Volunteering with Sea Turtles

Olive Ridley

The Olive Ridley sea turtle is named for the generally greenish color of its skin and shell. They are found only in warmer waters including the southern Atlantic, Pacific and Indian Oceans. They are the smallest of the sea turtles, weighing up to 100 pounds (45 kilograms) and reaching only about 2 feet (65 centimetres) in shell length.

These turtles are solitary, preferring the open ocean. They migrate hundreds or even thousands of miles every year and come together as a group only once a year for the arribada, when females return to the beaches where they hatched and lumber onshore to nest. Females lay about a hundred eggs, but may nest up to three times a year. Though the Olive Ridley is widely considered the most abundant of the marine turtles by all estimates, it is in trouble due to egg poaching, fishing nets, and slaughter for their skin.

These are the most common turtles coming to the beaches where the Costa Rica Sea Turtle Conservation Project works.

Leatherback

Leatherback Sea Turtles are the largest turtles on Earth, growing up to seven feet (two meters) long and exceeding 2000 pounds (900 kilograms). These turtles are the only remaining representatives of a family of turtles that trace their evolutionary roots back to more than 100 million years. Once prevalent throughout the world, the leatherback population is rapidly declining in many parts of the world.  They have the widest global distribution of all reptile species and possibly of any vertebrate.

While all other sea turtles have hard, bony shells, the inky-blue carapace of the leatherback is somewhat flexible and almost rubbery to the touch.

Leatherbacks undertake the longest migrations between breeding and feeding areas of any sea turtle, averaging 3700 miles (6000 kilometres) each way. After mating at sea, females come ashore during the breeding season to nest, a night-time ritual that involves excavating a hole in the sand and depositing around 80 eggs. They then fill the nest and leave a large, disturbed area of sand that makes detection by predators difficult. They then return to the sea.

The temperature in the nest determines the sex of the hatchlings. A mix of male and female hatchlings occurs when the nest temperature is approximately 85.1 degrees. Female hatchlings that make it to sea will roam the oceans until they reach sexual maturity, when they return to the same nesting areas to produce their own offspring. Males spend the rest of their lives at sea.

It is estimated that only about one in a thousand leatherback hatchlings survive to adulthood without protection from projects like the Costa Rica Sea Turtle Conservation Project. Many leatherbacks fall victim to fishing lines and nets or are struck by boats.

Volunteers are most likely to see leatherbacks at the Caribbean project site.

Green Sea Turtles

The green sea turtle has a wide, smooth shell. It is named not for the colour of the shell, which is normally brown or olive but for the greenish colour of its skin. Weighing up to 700 pounds (317.5 kilograms) green turtles are among the largest sea turtles in the world, growing up to 5 feet (1.5m) in length. While most sea turtles warm themselves by swimming close to the surface of shallow waters, the Eastern Pacific green turtle will take to land to bask in the sun, it is one of the few marine turtles known to leave the water other than at nesting times.

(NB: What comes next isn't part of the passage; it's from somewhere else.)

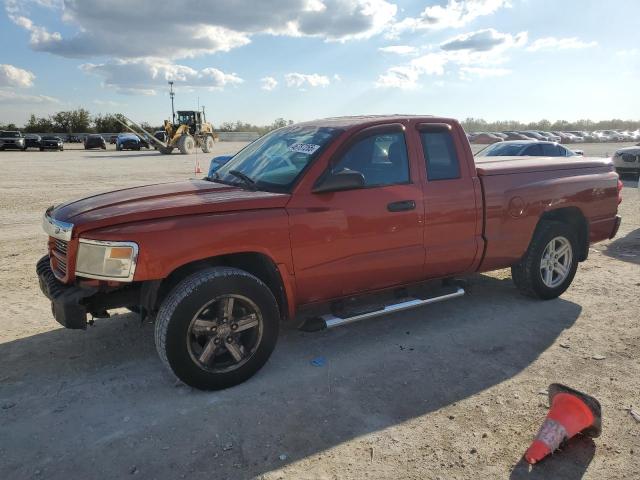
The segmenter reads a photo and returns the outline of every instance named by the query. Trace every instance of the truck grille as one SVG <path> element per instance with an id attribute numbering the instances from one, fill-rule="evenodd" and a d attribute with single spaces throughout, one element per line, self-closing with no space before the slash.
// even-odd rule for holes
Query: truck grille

Like other sea turtles, they undertake lengthy migrations from feeding sites to nesting grounds. Mating occurs every two to four years. They lay 100 to 200 eggs, digging a pit in the sand with their flippers, covering it and returning to sea. The most dangerous time of a turtle’s life is when it makes the journey from nest to sea as there are multiple predators that prey on hatchlings.

Green sea turtles are listed as an endangered species, despite this they are still killed for their meat and eggs.

These are mostly found on the Caribbean coast.

Hawksbill Turtles

Hawksbill turtles are found throughout the tropical waters of the Atlantic, Pacific and Indian Oceans. They avoid deep waters, preferring coastlines where sponges are abundant and sandy nesting sites are within reach. They are quite small growing up to 45 inches (114 centimetres) in shell length and weighing 150 pounds (68 kilograms) in weight. Their strikingly coloured carapace is serrated and has overlapping bony plates. Their tapered heads end in a sharp point resembling a bird’s beak, hence their name. Another distinctive feature is a pair of claws on each flipper.

Like other sea turtles, hawksbills make incredible migrations in order to move from feeding sites to nesting grounds, normally on tropical beaches. Mating occurs every two to three years.

Hawksbills are a critically endangered species due to poaching for their stunning shells and flesh as well as capture in fishing nets.